Darn right! ... Tho, other than as a sorta gross contact indicator, Ohm scales are often pretty worthless .. and dangerous to the meter. [The live circuit mistake mentioned in posts above.] Also contact resistance can skew a sensitive Ohm reading by a large proportion. b-u-u-t:
Getting a handle on Ohms law and the use of a digital voltmeter to assess current flow and voltage drops in a circuit will help you in all electrical trouble shooting. For instance, if you have a DVM, put the leads across a battery conection - one to the batt terminal - the other to the clamp on the batt cable. What you have done here is essentially short the meter leads together, but not quite - there is a very low resistance at the crossover between the batt and clamp.
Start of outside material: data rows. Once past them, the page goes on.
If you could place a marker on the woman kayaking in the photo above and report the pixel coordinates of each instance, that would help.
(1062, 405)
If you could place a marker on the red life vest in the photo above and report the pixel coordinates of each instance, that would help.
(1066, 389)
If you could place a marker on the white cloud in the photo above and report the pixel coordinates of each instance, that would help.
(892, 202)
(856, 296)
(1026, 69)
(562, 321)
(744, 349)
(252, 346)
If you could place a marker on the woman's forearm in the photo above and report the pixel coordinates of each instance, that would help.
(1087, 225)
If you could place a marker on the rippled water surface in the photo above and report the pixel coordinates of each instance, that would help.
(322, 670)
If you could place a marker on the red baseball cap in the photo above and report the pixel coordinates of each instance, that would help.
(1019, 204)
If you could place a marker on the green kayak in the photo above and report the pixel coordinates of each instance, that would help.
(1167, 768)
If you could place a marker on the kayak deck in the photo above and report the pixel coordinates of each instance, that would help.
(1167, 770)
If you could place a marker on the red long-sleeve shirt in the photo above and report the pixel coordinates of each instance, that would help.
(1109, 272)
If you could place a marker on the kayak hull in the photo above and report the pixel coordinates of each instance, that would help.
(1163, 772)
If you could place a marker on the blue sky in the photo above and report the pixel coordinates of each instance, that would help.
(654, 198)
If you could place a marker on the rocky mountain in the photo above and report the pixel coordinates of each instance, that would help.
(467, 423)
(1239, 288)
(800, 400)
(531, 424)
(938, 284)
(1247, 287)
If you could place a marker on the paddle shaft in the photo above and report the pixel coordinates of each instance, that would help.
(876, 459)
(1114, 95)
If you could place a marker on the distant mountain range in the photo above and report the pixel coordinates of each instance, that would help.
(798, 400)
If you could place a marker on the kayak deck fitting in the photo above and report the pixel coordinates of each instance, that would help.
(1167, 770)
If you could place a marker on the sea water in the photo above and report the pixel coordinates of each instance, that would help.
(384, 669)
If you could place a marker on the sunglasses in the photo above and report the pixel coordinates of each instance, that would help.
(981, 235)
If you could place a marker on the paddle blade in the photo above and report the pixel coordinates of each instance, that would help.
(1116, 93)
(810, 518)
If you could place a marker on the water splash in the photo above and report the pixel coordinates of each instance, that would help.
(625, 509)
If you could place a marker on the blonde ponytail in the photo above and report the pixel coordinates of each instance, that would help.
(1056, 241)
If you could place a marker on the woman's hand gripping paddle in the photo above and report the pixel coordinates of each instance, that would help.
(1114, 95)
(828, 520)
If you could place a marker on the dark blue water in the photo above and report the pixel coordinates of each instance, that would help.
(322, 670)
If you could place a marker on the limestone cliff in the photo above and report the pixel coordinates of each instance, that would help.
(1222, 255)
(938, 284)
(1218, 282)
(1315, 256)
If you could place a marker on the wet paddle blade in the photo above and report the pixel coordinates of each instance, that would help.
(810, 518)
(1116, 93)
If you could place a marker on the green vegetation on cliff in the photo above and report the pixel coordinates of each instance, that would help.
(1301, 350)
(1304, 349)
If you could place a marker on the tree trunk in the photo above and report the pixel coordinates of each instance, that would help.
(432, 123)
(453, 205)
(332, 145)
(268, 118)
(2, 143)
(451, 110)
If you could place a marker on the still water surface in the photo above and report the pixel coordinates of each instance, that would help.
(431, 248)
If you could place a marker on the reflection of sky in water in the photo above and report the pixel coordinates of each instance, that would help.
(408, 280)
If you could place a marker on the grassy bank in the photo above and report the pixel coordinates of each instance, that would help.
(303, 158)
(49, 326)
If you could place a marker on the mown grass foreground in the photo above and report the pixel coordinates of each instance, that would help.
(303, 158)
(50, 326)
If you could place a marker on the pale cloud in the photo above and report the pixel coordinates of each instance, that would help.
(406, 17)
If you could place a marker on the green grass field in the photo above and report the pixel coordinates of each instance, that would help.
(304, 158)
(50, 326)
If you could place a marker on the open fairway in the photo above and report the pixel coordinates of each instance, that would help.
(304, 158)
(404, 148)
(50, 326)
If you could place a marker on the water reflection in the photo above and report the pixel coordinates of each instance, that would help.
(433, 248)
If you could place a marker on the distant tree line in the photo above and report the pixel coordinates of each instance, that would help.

Now set your meter to its most sensitive DC Volt scale - probably 200 millivolts. Typically these meters, on this scale, will resolve down to one tenth of a millivolt -- [0.0001Volt !] Since the leads are "shorted" the meter will read zero. Now turn on your lights. The connection you are measuring across will now be carrying current. Its [hopefully] verry small resistance will result in a voltage across the connection. This voltage will be the current (I) drawn by the lights X the resistance [R] across the connection. To use round ballpark numbers: 5A for the lights and about 0.001 Ohms for the connection. You meter will read 5.0 millivolts - Ohms law is being obeyed. By the equation V=IR you only need 2 of these numbers to "derive" the third. -- So, without knowing the quality of that battery connection you can determine it by measurement. -- Say you know the lights on your tractor draw only 5A and the reading you take with the DVM is 20.3mV across the battery connection with the lights ON. Then, scrambling the equation: R= 0.0203V/5A= 0.00406 Ohms. For a BATTERY connection this is terrible quality. When you draw 200A to crank your engine that meter is going to read V=200x.004= 812mV [youll have to go to a higher scale]. The starter needs this [lost]voltage. Youll notice slow cranking and the connection will get hot. You meter and Ohms law tells you so.
--- The same idea can be applied to any connection or length of wire in a circuit that is carrying current. There is always a voltage loss, and a sensitive meter will asses it. Even the $5 HF DVM is sufficient.